16. If your parents are divorced, how would you describe their divorce—and what were the surrounding causes? At what ages were you and your siblings? How were you and your siblings each uniquely altered by this event? How do your parents currently respond to one another? If they have remarried, describe the relationship in their new marriage (see question 15). How does the stepparent respond to you and your siblings?

17. Are there members of your family with especially strong or strained relationships with one another? What are some of the main events the contributed to this closeness or distance? What in their personalities have contributed to this unique dynamic?

18. How did your parents express affection to one another (if they did)? To children? Were there methods of affection that were “off limits” or untouched?How did children express affection to each other, and to parents? What are ways you distinctly remember receiving love from your parents–and what was the most meaningful?

19. Of the five “love languages” of physical affection, words of affirmation, acts of service, gift giving, and quality time, which are your father’s? Your mother’s? Your own? Your siblings? How do you know this?

20. Were there any emotions in your family that were (overtly or covertly) taboo? Why do you think this is? How did your family deal with anger? Sadness? Fear? What did your family do well in processing emotion?

21. What would you never see a member of your family doing? (Feel free to have a little fun with this one! Examples: drinking alcohol; sitting idly; speaking quietly; asking for help; playing a musical instrument; cracking a joke; buying junk food, or buying organic; wearing spandex; helping a person of a certain gender, class, or race; playing a sport…etc.)

22. What activities does almost your entire family enjoy? For example, my husband’s family loves soccer, Mexican food, dogs, and card games, and most enjoy movies.

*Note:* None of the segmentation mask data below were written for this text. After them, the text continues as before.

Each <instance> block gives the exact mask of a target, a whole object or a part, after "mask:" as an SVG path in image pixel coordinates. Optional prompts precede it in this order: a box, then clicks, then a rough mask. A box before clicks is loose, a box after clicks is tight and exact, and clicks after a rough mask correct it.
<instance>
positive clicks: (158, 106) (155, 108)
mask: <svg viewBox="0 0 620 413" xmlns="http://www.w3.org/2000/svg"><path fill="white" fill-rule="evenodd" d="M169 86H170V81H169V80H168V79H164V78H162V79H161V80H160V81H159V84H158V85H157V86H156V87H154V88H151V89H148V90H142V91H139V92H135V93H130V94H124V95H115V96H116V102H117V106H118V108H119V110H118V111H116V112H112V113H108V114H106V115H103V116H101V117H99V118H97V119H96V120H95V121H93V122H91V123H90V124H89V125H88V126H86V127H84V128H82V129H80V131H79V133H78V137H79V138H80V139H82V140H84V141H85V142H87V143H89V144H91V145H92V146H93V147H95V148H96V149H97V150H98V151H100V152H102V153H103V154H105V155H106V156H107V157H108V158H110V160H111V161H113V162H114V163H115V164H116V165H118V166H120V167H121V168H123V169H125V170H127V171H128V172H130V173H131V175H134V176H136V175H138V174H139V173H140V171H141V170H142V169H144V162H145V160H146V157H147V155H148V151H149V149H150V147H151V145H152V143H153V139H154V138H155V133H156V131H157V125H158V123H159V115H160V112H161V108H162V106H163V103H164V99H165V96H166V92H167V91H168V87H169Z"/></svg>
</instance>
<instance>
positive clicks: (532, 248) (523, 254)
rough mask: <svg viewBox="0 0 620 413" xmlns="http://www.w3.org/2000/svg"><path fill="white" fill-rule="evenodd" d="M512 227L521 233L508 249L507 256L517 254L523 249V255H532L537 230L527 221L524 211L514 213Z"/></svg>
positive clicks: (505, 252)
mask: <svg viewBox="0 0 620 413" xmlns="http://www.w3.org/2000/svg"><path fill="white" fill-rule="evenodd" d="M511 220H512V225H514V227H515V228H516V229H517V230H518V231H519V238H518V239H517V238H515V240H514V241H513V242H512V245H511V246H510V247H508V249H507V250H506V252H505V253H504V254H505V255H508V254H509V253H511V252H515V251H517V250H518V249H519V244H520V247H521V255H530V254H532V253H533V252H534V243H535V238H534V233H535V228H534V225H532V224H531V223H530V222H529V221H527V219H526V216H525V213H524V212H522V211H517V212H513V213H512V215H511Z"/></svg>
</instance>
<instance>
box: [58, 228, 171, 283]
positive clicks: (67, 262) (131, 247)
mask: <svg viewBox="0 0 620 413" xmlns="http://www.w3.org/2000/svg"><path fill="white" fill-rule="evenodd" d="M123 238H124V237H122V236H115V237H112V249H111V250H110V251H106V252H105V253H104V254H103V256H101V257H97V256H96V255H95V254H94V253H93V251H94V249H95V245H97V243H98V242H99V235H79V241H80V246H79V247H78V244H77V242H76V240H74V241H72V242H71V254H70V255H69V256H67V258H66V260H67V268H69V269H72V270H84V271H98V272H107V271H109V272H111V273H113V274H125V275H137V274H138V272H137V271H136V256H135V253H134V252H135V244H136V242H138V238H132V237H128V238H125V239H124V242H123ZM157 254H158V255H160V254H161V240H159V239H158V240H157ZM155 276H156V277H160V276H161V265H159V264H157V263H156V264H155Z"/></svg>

23. What countries play into your family’s genealogy? Other than on paper, how does this show up? How has your race affected your family? Half of my family, for instance, are of German/Swiss ancestry. I believe I see this in an overtly dedicated, meticulous work ethic. Farming also goes back generations on that side, which creates a value for the life cycle, physical labor, and a level of simplicity in living. I would also venture to say that, because I am white, I have been the usually unknowing beneficiary of what some call “white privilege”—even here in Africa. My grandparents were the second generation in America, and both sets endured or were at the tail end of the Great Depression, so I believe they had a lot of that frugality and delightfully scrappy self-reliance.

24. What was your parents’ education level? If they graduated, from where did they graduate? How did this affect your family, and also their views toward education; certain schools, types of schools, or teams; and intellectual achievement? Of public school, private school, and homeschooling, would there have been a spoken or unspoken preference (or even a hierarchy or taboo)? What skills do you remember your parents teaching you?

Some of these questions might be uncovering some uncomfortable stuff–but it’s my hope that these also uncover sources of gratitude, and things your family did well! What do you love about your family?